Documenting the process
As part of AML requirements, ICAEW-supervised firms must be able to prove to ICAEW that they have performed appropriate risk-based CDD.
“What our reviewers expect to see on their visits is documentation,” explains Sandy. “We want to see you’ve identified your client, that you have documentation that explains who your client is and, if it’s a corporate, that you know who the BOs are or who controls it.”
Reviewers also expect to see a documented risk assessment. “We want to see how you decided on the risk,” she says. “It doesn’t need be an extensive checklist; it can be a handwritten paragraph on your considerations of the risk and your conclusion.”
For the final stage of the process, you need to show you’ve verified information based on risk by setting out what you have done to ensure the client is who say they are and is operating in the way they tell you.
“When you take on a client that is what we expect to see on each file – a summary of the processes you’ve been through,” says Sandy. But firms also need to show they are doing ongoing DD. “We sometimes find firms are not properly evidencing this,” she explains. “If nothing has changed, this could be as simple as a signature and date noting that you’ve done it and thought about it.”
Informed decisions
By conducting effective CDD you’re fulfilling your legal and regulatory requirements. But you’re also equipping yourself to make informed decisions about your clients, and protecting your firm and other people from the risks of money laundering.

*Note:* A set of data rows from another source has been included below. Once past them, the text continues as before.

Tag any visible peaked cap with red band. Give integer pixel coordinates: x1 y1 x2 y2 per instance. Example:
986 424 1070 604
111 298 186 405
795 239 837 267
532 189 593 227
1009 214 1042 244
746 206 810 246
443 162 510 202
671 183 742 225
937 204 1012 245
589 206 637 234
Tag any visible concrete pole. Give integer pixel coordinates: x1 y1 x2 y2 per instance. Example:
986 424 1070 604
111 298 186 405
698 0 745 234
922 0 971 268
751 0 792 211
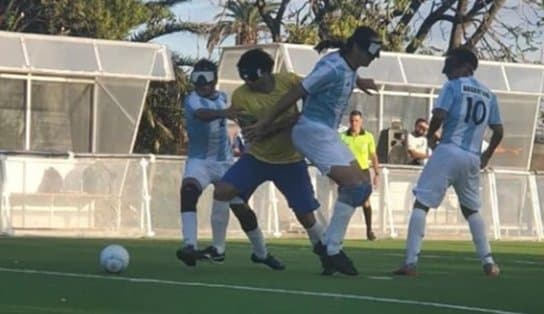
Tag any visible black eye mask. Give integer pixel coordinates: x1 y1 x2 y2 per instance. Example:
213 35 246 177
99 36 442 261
238 68 262 82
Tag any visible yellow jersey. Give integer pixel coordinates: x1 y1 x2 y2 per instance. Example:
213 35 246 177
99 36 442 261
231 72 303 164
340 130 376 169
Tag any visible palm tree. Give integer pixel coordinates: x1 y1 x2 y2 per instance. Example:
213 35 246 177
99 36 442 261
206 0 278 52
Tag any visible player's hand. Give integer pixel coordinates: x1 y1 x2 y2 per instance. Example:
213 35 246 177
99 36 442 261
357 77 378 95
242 122 264 143
225 106 242 120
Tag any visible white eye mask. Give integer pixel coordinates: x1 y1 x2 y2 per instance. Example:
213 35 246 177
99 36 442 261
191 71 215 84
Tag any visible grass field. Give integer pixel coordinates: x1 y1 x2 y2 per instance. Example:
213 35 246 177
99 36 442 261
0 238 544 314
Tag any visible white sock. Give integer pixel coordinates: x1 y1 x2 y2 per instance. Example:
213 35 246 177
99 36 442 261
211 200 230 254
406 208 427 264
246 227 268 259
181 212 197 250
325 200 355 255
306 220 323 246
467 212 494 264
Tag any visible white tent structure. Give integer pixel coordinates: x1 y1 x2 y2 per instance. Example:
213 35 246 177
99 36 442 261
0 32 174 154
0 38 544 240
219 44 544 239
0 32 174 234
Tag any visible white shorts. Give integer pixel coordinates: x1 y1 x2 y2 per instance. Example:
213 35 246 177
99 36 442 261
414 144 481 210
291 117 355 175
183 158 234 190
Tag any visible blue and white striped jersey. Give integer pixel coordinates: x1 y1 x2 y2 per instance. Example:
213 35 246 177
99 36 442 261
184 91 233 161
302 51 357 129
434 76 502 155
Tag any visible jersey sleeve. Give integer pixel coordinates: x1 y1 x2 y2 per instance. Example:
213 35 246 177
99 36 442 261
368 133 376 155
302 61 337 94
230 88 245 110
183 92 204 116
433 81 455 112
287 72 302 86
487 95 502 125
406 133 416 150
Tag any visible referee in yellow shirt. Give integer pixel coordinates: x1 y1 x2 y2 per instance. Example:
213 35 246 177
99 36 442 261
340 110 380 241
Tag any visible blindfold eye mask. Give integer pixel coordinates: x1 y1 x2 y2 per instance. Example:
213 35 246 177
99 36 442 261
367 39 382 58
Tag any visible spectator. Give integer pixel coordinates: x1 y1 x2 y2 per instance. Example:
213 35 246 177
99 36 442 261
340 110 380 241
407 118 429 165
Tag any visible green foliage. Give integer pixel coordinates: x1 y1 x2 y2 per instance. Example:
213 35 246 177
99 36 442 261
0 0 153 39
134 67 190 155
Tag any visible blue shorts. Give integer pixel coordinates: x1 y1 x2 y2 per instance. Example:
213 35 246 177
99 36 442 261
221 154 319 214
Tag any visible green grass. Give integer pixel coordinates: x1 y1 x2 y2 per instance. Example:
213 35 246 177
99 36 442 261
0 238 544 314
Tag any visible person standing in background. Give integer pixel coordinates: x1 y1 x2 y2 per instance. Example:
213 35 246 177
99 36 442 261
340 110 380 241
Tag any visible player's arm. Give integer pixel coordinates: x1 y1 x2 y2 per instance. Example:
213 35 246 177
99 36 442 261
263 113 300 137
259 84 306 129
355 77 378 95
427 108 448 148
193 106 236 122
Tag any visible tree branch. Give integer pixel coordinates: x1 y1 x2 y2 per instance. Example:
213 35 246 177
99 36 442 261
406 0 456 53
466 0 506 48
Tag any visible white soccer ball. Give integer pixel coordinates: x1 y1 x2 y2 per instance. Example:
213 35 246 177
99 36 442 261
100 244 130 274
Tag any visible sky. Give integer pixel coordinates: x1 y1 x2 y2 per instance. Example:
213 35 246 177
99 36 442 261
154 0 544 63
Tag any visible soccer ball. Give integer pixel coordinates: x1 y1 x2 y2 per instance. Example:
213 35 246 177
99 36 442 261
100 244 130 274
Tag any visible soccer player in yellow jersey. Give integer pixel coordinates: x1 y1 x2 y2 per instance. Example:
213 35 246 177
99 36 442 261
340 110 380 241
214 49 323 269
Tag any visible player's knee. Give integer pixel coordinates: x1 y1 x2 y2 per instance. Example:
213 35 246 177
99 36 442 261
213 182 238 202
180 182 202 213
230 204 258 232
338 182 372 207
414 199 429 213
295 212 315 229
461 205 478 219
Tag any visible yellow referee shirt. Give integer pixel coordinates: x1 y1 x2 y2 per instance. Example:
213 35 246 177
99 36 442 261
340 130 376 169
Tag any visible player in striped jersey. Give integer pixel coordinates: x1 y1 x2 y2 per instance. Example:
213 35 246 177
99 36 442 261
254 26 381 275
393 48 503 277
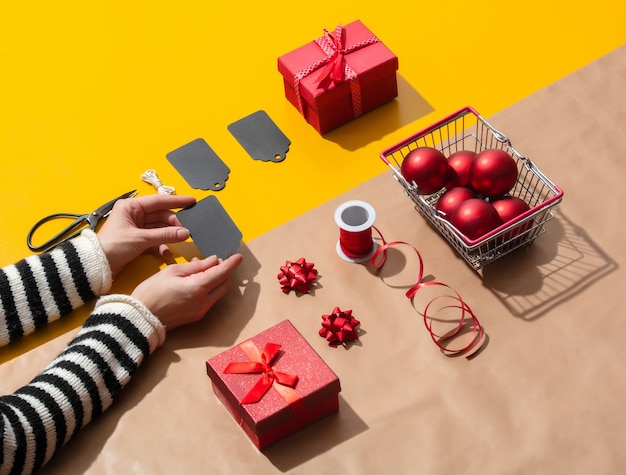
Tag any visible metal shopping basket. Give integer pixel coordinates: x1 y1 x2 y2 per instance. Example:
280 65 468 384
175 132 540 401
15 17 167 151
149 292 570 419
380 107 563 271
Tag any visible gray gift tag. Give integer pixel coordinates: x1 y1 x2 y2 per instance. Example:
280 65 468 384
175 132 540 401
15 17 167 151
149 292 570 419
176 195 243 259
228 110 291 162
166 139 230 191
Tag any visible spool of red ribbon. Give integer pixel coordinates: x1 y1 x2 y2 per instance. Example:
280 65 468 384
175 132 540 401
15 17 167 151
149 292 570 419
335 200 485 358
335 200 376 263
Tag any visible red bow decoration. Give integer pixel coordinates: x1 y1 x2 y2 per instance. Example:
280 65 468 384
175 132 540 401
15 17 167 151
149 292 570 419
224 340 298 404
319 307 361 348
278 257 317 294
317 25 348 89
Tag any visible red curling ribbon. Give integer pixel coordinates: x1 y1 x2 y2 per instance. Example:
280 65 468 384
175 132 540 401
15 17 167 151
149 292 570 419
370 226 485 358
224 340 301 404
293 24 380 117
319 307 361 348
278 257 317 294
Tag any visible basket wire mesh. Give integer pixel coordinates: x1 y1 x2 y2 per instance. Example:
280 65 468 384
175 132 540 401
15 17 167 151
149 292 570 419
380 107 563 271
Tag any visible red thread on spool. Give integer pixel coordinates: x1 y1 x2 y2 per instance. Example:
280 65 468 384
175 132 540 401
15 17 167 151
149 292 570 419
335 200 376 262
339 228 374 259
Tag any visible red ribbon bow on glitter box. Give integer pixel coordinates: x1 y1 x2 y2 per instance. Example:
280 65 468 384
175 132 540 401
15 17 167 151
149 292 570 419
278 20 398 134
206 320 341 449
224 340 300 404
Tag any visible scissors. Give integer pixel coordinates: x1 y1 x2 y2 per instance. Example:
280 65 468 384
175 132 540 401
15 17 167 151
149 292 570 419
26 190 137 252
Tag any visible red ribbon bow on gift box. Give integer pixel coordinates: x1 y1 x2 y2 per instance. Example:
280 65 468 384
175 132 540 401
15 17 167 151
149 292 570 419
293 24 380 117
317 25 348 89
319 307 361 348
278 257 317 294
224 340 300 404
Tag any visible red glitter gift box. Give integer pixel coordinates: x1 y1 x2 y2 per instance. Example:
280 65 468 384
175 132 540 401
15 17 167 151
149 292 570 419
278 20 398 134
206 320 341 450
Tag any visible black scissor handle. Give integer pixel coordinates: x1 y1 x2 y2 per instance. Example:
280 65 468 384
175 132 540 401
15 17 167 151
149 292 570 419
26 213 88 252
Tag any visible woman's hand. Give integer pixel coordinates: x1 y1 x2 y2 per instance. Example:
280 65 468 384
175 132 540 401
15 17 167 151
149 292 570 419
98 194 196 277
131 254 243 331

“Fundamentally, it’s only through this process that you can identify the AML risks a client may present to you or the firm, and equally how you can mitigate them,” emphasises Jonathan. “To mitigate risks, you’ve first got to know what they are and understand them.”
A recent survey of randomly selected ICAEW member firms found that one in five had rejected a client take-on in the past year as a result of their CDD procedures.
“This really demonstrates the importance of CDD to our firms and the seriousness with which they approach CDD,” says Sandy. “Had those firms not been employing effective and robust measures, they could potentially have been taking on risky clients.”